Wednesday, July 23, 2008



when you are so close to the end of the road, but you just wanna give up..


I was brought into a world where Cinead turns , Pirouettes and Allegro existed. Before i was teleported into it, i was doing snares and isolations. The best of both worlds? IDTS.

DREAMS in 2 more days. Not 4 not 3 but 2 more days.Everyday is spent from 6pm to 12am dancing and more dancing.Stage run and new floor work choreography.I've got the worst knee scrapes and floor burns.But plasters do the trick.I feel like i'm living everyday for the people around me or the events that are happening around me. Getting and purchasing tickets are major chores since the ass One stop Service Centre closes at 5.30. Hello? i'm at Sentosa yo TAS NOT TP! >:/ GRR wheres my bitetoy!Its not easy k if you think you are just paying for the ticket? I on the other hand tried my very best to get all tickets for you guys so please don't disappoint me by not coming :( .

Aye, change of choreography 2 days before the show. Not a wise move but if all of us put in that extra effort you know the 吃奶的力气? hahas Then i'm really sure we can make it for the show. Yesterday, bleeding love was done.I could feel all of us moving as one. (; That really put a smile on my face that i've been trying to put a facade on .To pretend that i'm not tired when motherfucking shit, i really am. I CAN'T wait for this week to end. Where Attraction Mgt would be down and Jap test tmrow GAHHHHHH :/ not touched a bit. Mum says i'm like overstressed and should stop JAP. BUT i'm like so close to inter 4!!!! I will try my best to stuff all the かんじs and translations into my brains.Regurgitate yesterday, all that i ate.My stomach is going against me. Please be good, after this week we can have a proper meal.

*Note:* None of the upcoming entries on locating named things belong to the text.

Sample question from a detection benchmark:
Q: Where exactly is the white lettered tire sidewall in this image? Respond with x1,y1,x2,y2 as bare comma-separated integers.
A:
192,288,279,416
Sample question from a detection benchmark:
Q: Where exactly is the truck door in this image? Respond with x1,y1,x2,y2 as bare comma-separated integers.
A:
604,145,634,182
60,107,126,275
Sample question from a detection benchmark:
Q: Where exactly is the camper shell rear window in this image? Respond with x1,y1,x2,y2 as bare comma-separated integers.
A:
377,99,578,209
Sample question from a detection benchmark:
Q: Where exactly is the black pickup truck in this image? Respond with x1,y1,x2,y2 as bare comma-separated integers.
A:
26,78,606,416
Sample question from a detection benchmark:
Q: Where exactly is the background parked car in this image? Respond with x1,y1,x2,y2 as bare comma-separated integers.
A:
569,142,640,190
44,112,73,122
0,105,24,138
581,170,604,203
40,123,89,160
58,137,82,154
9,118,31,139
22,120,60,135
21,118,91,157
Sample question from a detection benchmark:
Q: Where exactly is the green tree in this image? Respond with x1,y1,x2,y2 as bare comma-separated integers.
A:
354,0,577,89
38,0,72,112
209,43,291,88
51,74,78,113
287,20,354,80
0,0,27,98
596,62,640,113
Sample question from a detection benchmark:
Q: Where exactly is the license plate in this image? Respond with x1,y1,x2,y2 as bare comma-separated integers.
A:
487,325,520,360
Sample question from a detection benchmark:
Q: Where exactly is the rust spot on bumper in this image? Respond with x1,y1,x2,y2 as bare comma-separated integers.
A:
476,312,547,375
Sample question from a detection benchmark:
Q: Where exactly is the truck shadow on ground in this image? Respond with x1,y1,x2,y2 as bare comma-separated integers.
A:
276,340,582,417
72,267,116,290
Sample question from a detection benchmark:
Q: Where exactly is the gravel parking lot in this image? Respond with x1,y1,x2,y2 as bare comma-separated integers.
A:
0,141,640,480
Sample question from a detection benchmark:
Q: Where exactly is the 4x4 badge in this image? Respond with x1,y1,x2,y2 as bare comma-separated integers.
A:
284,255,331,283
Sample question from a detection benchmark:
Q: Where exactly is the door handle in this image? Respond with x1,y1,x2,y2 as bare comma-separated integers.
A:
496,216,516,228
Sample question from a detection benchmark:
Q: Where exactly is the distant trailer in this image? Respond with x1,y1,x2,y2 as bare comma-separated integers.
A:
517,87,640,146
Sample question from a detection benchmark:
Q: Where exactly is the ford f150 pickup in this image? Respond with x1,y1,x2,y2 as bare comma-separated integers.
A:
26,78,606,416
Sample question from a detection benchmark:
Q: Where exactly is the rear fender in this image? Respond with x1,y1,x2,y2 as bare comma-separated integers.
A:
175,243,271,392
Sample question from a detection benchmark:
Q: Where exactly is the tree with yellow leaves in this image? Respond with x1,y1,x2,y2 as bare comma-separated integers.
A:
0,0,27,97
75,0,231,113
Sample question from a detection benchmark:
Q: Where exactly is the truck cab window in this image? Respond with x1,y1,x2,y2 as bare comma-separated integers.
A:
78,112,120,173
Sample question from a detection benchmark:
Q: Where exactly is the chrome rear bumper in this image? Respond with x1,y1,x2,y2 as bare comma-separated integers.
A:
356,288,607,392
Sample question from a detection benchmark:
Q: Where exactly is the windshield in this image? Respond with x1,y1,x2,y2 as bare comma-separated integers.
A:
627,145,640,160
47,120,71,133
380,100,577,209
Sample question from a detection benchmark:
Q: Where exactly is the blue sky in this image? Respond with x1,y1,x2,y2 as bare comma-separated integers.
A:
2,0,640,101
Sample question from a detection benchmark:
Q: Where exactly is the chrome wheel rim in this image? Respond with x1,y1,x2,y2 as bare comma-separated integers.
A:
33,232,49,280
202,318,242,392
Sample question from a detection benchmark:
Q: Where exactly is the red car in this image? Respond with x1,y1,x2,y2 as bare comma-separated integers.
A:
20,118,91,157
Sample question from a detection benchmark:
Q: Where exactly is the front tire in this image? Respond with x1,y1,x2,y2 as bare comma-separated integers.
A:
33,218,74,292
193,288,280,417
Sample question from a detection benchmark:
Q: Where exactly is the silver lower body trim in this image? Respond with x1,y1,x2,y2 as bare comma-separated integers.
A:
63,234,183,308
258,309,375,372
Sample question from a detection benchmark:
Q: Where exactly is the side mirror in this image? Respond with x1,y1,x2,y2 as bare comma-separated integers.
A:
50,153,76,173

For a moment or two, when i was on my way home in the cab i pictured the scene in "What Happened in Vegas".The part where Cameron Diaz just sat at the beach at the lighthouse for a day and she said she didn't had ta satisfy any other wants or needs of others. It's just self pleasure. I want that day to come. I want to not have to rush to Tp everyday from Tas just to satisfy the choreographers or to make the whole routine work. Its teamwork so we all have to be there.I don't want to have to wake up real super early for tutorials like accountings on Mondays at 9 am. Screw you inventories and FIFO AND LIFO. I don't want to have to reach home at 12 am and still have to sit in front of the comp to edit projects.


I want my light house.BADLY.Who's willing to take me away from this sucky world of mine? :/ *sulks*

since i'm like gonna have to remember this concert, let me take a picture of my very precious souvenir on my knee that has brought me much er........'joy'. Its every dancer's minimum gift. hahas (;

Baby blue black at the side some more -.- free complimentary.My body clock goes tick tock tick tock like the reggae piece. MAJOR screwed up.

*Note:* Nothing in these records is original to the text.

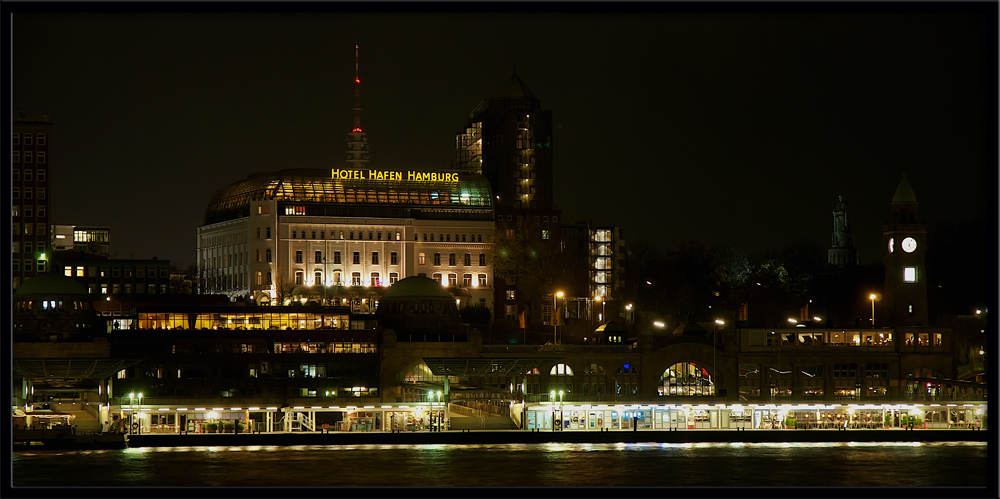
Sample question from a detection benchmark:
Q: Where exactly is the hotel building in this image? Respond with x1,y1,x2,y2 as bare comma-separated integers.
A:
11,110,52,289
198,169,494,312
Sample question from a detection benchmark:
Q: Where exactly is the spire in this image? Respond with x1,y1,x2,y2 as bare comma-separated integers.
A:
892,173,917,204
347,45,368,168
827,196,858,267
354,45,361,132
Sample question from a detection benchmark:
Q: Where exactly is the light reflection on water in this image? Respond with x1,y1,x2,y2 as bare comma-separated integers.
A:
13,442,992,487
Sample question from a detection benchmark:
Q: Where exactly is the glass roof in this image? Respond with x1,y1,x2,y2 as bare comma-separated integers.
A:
206,169,493,220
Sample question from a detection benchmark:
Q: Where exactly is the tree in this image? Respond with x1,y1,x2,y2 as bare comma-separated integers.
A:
490,225,564,322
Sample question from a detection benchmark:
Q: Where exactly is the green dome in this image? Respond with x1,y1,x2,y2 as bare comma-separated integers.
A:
14,272,90,296
382,276,454,300
892,173,917,204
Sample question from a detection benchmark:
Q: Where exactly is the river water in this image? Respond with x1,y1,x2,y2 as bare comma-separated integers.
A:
13,442,996,487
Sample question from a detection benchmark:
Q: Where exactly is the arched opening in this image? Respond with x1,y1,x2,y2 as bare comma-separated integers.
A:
657,362,715,397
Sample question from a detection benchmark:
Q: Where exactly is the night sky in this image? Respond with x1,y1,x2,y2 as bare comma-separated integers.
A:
11,4,997,276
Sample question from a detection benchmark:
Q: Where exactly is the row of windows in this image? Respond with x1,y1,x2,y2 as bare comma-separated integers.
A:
14,187,45,199
417,253,486,267
290,229,401,241
11,260,46,272
497,214,559,225
13,170,46,182
292,270,399,286
292,250,398,265
413,234,489,243
14,151,45,165
57,265,167,279
12,204,45,218
11,223,48,236
14,132,46,146
433,274,488,288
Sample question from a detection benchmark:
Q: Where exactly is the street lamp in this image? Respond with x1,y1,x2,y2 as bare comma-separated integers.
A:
552,291,563,345
868,293,875,327
559,390,563,431
712,319,726,402
594,296,605,324
549,390,562,431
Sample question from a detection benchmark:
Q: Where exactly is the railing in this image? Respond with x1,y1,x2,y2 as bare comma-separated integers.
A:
298,412,316,431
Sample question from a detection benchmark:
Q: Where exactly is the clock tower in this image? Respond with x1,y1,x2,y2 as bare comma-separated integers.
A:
875,174,930,327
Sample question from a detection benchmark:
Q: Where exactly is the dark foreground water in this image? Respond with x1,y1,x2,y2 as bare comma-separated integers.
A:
13,442,996,487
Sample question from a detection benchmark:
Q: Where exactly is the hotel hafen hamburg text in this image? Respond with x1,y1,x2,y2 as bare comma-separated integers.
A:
198,168,494,312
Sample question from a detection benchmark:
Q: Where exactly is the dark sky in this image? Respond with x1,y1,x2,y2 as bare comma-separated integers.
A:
12,4,997,267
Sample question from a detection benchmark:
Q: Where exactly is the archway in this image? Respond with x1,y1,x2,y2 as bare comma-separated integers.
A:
657,362,715,397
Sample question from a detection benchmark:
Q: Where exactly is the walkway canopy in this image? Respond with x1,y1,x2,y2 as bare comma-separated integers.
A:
424,357,561,376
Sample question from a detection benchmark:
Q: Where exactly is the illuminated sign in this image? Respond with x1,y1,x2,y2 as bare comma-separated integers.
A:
332,168,458,182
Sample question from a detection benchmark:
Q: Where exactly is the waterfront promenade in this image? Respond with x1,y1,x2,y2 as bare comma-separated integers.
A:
128,428,989,448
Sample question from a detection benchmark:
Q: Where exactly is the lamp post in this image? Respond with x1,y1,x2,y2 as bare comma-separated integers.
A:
868,293,875,328
552,291,563,345
712,319,726,402
559,390,563,431
594,296,607,324
549,390,562,431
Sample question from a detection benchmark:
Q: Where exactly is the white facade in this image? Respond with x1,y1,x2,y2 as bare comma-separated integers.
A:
198,200,494,314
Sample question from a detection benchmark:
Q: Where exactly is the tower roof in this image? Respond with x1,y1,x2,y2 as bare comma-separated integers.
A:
892,173,917,204
493,73,538,101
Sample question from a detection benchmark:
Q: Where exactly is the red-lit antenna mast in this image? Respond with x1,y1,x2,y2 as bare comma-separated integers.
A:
353,45,361,132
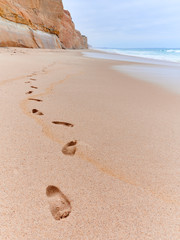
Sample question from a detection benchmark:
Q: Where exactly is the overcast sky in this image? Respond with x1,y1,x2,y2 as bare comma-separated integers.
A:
63,0,180,48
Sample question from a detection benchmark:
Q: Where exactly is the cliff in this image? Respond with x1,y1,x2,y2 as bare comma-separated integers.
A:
0,0,87,48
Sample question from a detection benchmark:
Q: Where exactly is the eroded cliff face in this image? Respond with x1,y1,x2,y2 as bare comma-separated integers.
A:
0,0,87,48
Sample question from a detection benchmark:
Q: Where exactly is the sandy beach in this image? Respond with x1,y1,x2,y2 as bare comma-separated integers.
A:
0,48,180,240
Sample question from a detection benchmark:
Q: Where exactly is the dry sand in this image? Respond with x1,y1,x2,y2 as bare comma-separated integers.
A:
0,49,180,240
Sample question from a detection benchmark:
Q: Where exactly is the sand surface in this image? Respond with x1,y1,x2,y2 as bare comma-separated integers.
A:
0,49,180,240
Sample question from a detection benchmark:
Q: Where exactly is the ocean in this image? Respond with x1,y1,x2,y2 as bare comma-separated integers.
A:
84,48,180,94
96,48,180,63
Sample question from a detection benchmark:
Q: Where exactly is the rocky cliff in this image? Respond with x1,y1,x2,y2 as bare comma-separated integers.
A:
0,0,87,48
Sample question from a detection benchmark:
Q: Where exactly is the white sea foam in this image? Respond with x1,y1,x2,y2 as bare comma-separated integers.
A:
98,48,180,63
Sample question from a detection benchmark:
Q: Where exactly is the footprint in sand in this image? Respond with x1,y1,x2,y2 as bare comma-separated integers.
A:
26,91,33,94
52,121,74,127
32,109,44,115
46,185,71,220
62,141,77,156
28,98,42,102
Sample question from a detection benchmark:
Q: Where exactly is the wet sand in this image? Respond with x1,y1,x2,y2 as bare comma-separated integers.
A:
0,49,180,240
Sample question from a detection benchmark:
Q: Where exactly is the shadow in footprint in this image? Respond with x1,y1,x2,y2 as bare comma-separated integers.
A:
46,185,71,220
32,109,44,115
26,91,33,94
28,98,42,102
52,121,74,127
62,141,77,156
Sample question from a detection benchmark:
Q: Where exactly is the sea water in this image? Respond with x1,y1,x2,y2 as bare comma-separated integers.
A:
98,48,180,63
84,48,180,94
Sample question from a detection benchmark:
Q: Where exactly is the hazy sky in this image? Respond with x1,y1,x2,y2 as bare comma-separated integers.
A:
63,0,180,48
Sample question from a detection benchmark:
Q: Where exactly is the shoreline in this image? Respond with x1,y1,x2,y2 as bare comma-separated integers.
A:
89,48,180,66
0,49,180,240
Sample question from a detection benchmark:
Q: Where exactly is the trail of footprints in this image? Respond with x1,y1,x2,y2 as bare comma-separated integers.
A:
25,71,77,220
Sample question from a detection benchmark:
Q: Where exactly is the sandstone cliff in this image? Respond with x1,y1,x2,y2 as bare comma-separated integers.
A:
0,0,87,48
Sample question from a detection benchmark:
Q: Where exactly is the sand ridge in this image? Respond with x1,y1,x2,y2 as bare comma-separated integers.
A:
0,47,179,240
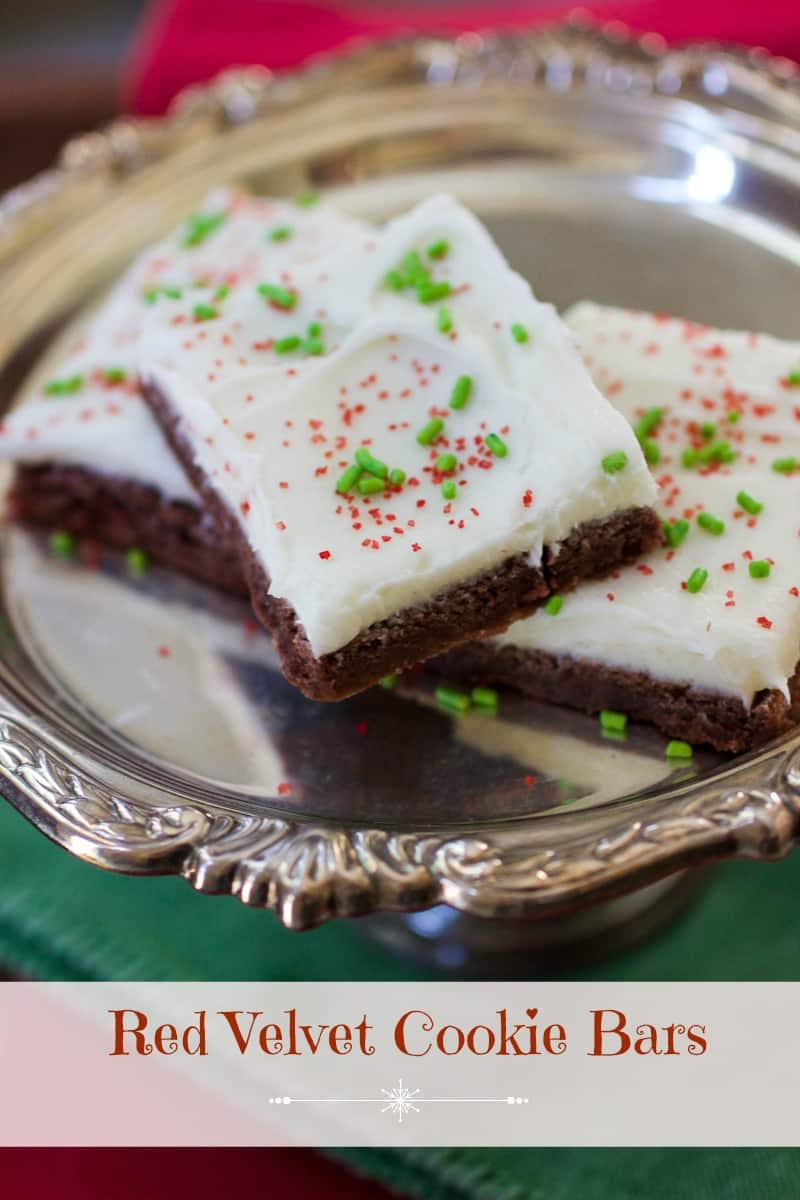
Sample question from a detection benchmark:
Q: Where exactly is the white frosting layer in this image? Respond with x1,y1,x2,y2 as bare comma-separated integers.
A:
139,197,655,655
499,304,800,706
0,188,367,504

Grab me a backpack and i'm ready to go where ever you bring me, anywhere but here.

Seems like 8 years is just nothing to you at all. Come to think of it, you can't even be bothered to watch me dance. Whats the point in talking to you. Bye to whoever you are, my dearest friend. Bye if you haven't realise, this shall be the last time i'm tolerating your nonsense.

All it takes is just someone there important to me watching me grow and finally perform even if it is just 2 mins on stage or 5 mins or whatever, that person has a very special and significant place in my heart.Friends are like sailing ships that sometimes brings me out of this world.You are just one of those that sailed away.